According to the Committee Member, MP Amer al-Fayez, Biden and al-Kadhimi will discuss "withdrawing the U.S. forces from Iraq, bolstering security and military cooperation between both countries pursuant to the security treaty they signed, energy, investments, and the Coronavirus pandemic."
"Prime Minister Mustafa al-Kadhimi will also discuss with Biden the political and security situation in the region and Iraq's endeavors to create a safe and secure environment for all sides, given the role it played recently in bridging the views between regional powers vital and influential in the Region."
Yesterday, the Iraqi negotiating delegation landed in the U.S. capital city, Washington, to hold the next round of the "Strategic Dialogue" talks.
The spokesperson for the Iraqi Ministry of Foreign Affairs, Ahmed al-Sahhaf, said that Minister Fuad Hussein arrived to Washington flanked by the members of the negotiating team to hold a new round of the Strategic Dialogue talks scheduled for July 23.
The Ministry's statement said that the talks will be administered by Minister Hussein from the Iraqi side, and Secretary of State Antony Blinken from the U.S. side.
The United States President Joe Biden will welcome Iraqi Prime Minister Mustafa al-Kadhimi to the White House on July 26, his office has announced.
The meeting will “highlight the strategic partnership between the United States and Iraq”, the White House said in a statement on Friday.
White House Press Secretary Jen Psaki said Biden “also looks forward to strengthening bilateral cooperation with Iraq on political, economic and security issues to include joint efforts to ensure the enduring defeat” of ISIS.
The meeting will take place against the backdrop of growing concerns among US officials about more frequent attacks against the US targets in Iraq and Syria.
There have been at least eight drone attacks targeting the US presence since Biden took office in January, as well as 17 rocket attacks.
The Biden administration has responded by twice targeting Iraqi armed groups operating inside Syria, including one close to the Iraq border.
Iraq has long been an arena for a bitter rivalry between the US and Iran despite their shared enmity towards ISIS.
Baghdad’s relationship with Washington has been complicated since the US assassinated the last year Iranian top General Qassem Soleimani and senior Iraqi militia commander Abu Mahdi al-Muhandis at Baghdad International Airport.

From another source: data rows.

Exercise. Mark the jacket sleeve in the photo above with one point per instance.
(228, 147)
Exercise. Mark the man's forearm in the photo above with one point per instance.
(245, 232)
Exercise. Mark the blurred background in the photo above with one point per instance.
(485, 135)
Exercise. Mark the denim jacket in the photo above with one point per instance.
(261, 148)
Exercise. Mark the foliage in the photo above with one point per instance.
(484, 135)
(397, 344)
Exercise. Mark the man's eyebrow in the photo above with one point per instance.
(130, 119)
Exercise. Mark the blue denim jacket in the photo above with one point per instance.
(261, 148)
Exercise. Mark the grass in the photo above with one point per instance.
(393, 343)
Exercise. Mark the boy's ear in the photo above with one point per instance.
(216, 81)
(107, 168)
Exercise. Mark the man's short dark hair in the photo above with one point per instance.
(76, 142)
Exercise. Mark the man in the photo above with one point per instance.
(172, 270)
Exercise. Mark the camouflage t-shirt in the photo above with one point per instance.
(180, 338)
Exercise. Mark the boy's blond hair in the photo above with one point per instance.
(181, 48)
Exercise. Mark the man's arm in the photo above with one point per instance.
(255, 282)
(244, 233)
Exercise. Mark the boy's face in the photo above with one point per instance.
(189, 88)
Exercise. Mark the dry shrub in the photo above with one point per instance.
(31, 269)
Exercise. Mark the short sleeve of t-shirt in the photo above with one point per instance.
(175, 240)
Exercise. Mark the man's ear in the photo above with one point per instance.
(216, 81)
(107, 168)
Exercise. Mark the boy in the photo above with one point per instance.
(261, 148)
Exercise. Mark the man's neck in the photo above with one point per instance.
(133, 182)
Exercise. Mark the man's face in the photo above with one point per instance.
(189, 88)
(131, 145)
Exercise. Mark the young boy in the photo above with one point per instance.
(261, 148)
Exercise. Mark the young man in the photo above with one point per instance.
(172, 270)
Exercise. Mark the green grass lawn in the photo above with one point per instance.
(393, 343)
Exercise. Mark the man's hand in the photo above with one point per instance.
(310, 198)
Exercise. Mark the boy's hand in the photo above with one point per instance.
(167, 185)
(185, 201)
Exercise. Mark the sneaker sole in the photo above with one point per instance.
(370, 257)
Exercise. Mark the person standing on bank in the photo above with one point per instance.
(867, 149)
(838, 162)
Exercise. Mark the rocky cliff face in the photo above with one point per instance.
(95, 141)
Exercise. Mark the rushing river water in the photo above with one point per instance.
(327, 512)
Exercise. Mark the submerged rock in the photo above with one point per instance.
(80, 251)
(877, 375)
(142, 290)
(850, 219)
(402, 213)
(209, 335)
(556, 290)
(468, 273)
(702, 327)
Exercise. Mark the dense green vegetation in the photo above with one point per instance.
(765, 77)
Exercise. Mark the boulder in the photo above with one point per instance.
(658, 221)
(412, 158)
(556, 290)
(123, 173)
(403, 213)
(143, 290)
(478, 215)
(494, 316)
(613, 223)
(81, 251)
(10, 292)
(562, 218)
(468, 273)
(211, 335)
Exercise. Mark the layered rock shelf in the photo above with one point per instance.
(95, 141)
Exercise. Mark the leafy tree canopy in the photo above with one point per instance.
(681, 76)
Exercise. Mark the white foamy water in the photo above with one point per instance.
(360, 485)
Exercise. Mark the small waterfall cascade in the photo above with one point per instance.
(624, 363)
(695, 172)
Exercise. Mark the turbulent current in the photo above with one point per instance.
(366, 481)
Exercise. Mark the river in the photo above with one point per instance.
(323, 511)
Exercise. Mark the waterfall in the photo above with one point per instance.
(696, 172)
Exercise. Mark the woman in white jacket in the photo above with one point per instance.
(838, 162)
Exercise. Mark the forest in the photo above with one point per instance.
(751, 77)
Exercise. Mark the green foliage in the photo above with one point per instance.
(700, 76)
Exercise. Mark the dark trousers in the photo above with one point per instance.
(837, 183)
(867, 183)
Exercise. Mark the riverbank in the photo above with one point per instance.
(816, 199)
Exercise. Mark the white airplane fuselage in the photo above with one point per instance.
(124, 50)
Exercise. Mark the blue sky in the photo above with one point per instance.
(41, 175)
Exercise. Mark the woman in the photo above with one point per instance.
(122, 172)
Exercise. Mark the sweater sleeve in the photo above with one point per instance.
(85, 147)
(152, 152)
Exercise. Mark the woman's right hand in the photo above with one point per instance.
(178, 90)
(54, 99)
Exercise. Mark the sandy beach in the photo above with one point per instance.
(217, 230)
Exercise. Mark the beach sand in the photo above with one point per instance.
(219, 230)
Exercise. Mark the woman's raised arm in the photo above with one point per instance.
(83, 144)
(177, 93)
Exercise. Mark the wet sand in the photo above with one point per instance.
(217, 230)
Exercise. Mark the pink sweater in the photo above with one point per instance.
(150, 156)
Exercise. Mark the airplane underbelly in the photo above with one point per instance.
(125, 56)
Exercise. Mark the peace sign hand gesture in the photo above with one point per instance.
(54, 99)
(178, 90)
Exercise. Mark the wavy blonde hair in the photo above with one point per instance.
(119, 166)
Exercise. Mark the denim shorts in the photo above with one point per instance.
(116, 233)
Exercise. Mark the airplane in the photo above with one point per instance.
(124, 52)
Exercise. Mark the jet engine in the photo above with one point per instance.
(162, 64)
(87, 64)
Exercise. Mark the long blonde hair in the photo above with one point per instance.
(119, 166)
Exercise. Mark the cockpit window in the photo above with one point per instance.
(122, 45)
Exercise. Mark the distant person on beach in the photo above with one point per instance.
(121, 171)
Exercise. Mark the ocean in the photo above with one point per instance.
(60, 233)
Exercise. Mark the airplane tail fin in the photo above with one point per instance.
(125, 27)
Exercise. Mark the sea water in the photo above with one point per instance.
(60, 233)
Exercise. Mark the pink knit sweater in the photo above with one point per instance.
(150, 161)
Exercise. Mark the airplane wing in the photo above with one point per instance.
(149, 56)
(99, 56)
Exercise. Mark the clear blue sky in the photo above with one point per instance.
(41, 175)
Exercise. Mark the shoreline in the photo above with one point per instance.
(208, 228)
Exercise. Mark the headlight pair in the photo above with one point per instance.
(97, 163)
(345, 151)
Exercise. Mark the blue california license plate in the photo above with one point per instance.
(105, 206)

The drone strike on January 3, 2020, was ordered by then-President Donald Trump.
In Washington, al-Kadhimi is expected to push for a concrete timetable of US troop withdrawal from Iraq. The implementation of their departure could take years.
Some 3,500 foreign soldiers are still on Iraqi territory, including 2,500 Americans, who have been posted to help fight ISIS since 2014.